OpenVPN failing on self-signed certificate over udp, works over tcp
I have the following server.conf:
# OpenVPN 2.x config
proto tcp
port 1194
dev tun-vpn
dev-type tun
server 10.8.0.0 255.255.0.0
push "route 172.16.0.0 255.255.0.0"
push "dhcp-option DOMAIN mydom.com"
push "dhcp-option DNS 172.16.1.1"
# Certificates
ca /etc/openvpn/easy-rsa/keys/ca.crt
cert /etc/openvpn/easy-rsa/keys/server.crt
key /etc/openvpn/easy-rsa/keys/server.key
tls-server
# Diffie hellman parameters
dh /etc/openvpn/easy-rsa/keys/dh1024.pem
# Connection settings
comp-lzo
ping 10
ping-restart 120
# Server security
persist-key
persist-tun
user nobody
group nogroup
# Logging
status openvpn-status.log
verb 4
mute 10
And the following client config:
# OpenVPN 2.x client config
client
dev tun
proto tcp
remote vpn.mydom.com 1194
resolv-retry infinite
nobind
persist-key
persist-tun
mute-replay-warnings
ca ca.crt
cert michaelc.crt
key michaelc.key
#ns-cert-type server
comp-lzo
ping 10
ping-restart 60
verb 3
These configurations work fine, but if I want to use UDP instead of TCP, I get the following log:
Thu May 24 22:30:16 2012 UDPv4 link local: [undef]
Thu May 24 22:30:16 2012 UDPv4 link remote: [AF_INET]x.x.x.x:1194
Thu May 24 22:30:16 2012 TLS: Initial packet from [AF_INET]x.x.x.x:1194, sid=e63bd705 392de807
Thu May 24 22:30:16 2012 VERIFY ERROR: depth=1, error=self signed certificate in certificate chain: /C=NL/ST=Zuid_Holland/L=_s-Gravendeel/O=Visser__s-Gravendeel_Holding_B.V./CN=Visser__s-Gravendeel_Holding_B.V._CA/[email protected]

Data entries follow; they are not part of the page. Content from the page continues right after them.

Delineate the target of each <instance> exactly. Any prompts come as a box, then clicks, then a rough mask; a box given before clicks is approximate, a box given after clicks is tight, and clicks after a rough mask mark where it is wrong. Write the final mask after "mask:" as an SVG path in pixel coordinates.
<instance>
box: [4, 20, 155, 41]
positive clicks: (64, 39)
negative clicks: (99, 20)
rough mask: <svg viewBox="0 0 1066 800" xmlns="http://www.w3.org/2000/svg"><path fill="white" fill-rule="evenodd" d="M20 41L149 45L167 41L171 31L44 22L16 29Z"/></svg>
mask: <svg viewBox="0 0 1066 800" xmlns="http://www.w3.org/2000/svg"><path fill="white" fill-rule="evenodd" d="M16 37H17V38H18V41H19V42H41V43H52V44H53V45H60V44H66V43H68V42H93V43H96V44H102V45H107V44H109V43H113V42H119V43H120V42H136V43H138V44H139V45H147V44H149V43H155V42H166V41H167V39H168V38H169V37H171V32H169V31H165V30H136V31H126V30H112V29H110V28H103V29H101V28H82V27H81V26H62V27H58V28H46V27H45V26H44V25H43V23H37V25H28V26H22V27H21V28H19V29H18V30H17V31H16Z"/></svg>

Thu May 24 22:30:16 2012 TLS_ERROR: BIO read tls_read_plaintext error: error:14090086:SSL routines:SSL3_GET_SERVER_CERTIFICATE:certificate verify failed
Thu May 24 22:30:16 2012 TLS Error: TLS object -> incoming plaintext read error
Thu May 24 22:30:16 2012 TLS Error: TLS handshake failed
Thu May 24 22:30:16 2012 TCP/UDP: Closing socket
Thu May 24 22:30:16 2012 SIGUSR1[soft,tls-error] received, process restarting
Thu May 24 22:30:16 2012 Restart pause, 2 second(s)
I have verified the certificates against the ca.crt, and both server.crt and michaelc.crt are valid certificates signed with ca.crt.
Also, because they work over TCP, my assumption would be that the certificates are perfectly valid. I can imagine the connection being bad (although it's DSL on one end and business fiber on the other end), but is this fixable? I also tried generating new certificates (both CA, server and client), but that gives the exact same error. I hope someone can give me any hints.
Solution 1:
Fortunately I figured out the issue, unfortunately it was my own mistake. A short while ago I was testing VPN over UDP on another server and thus had UDP connections on port 1194 redirected to the other server. The other server still had OpenVPN running, with a very similar certificate. So in fact, the error was correct, and was caused by connection to a different server when connecting using UDP. Although I feel stupid about making this mistake, I'm glad I actually figured out what went wrong.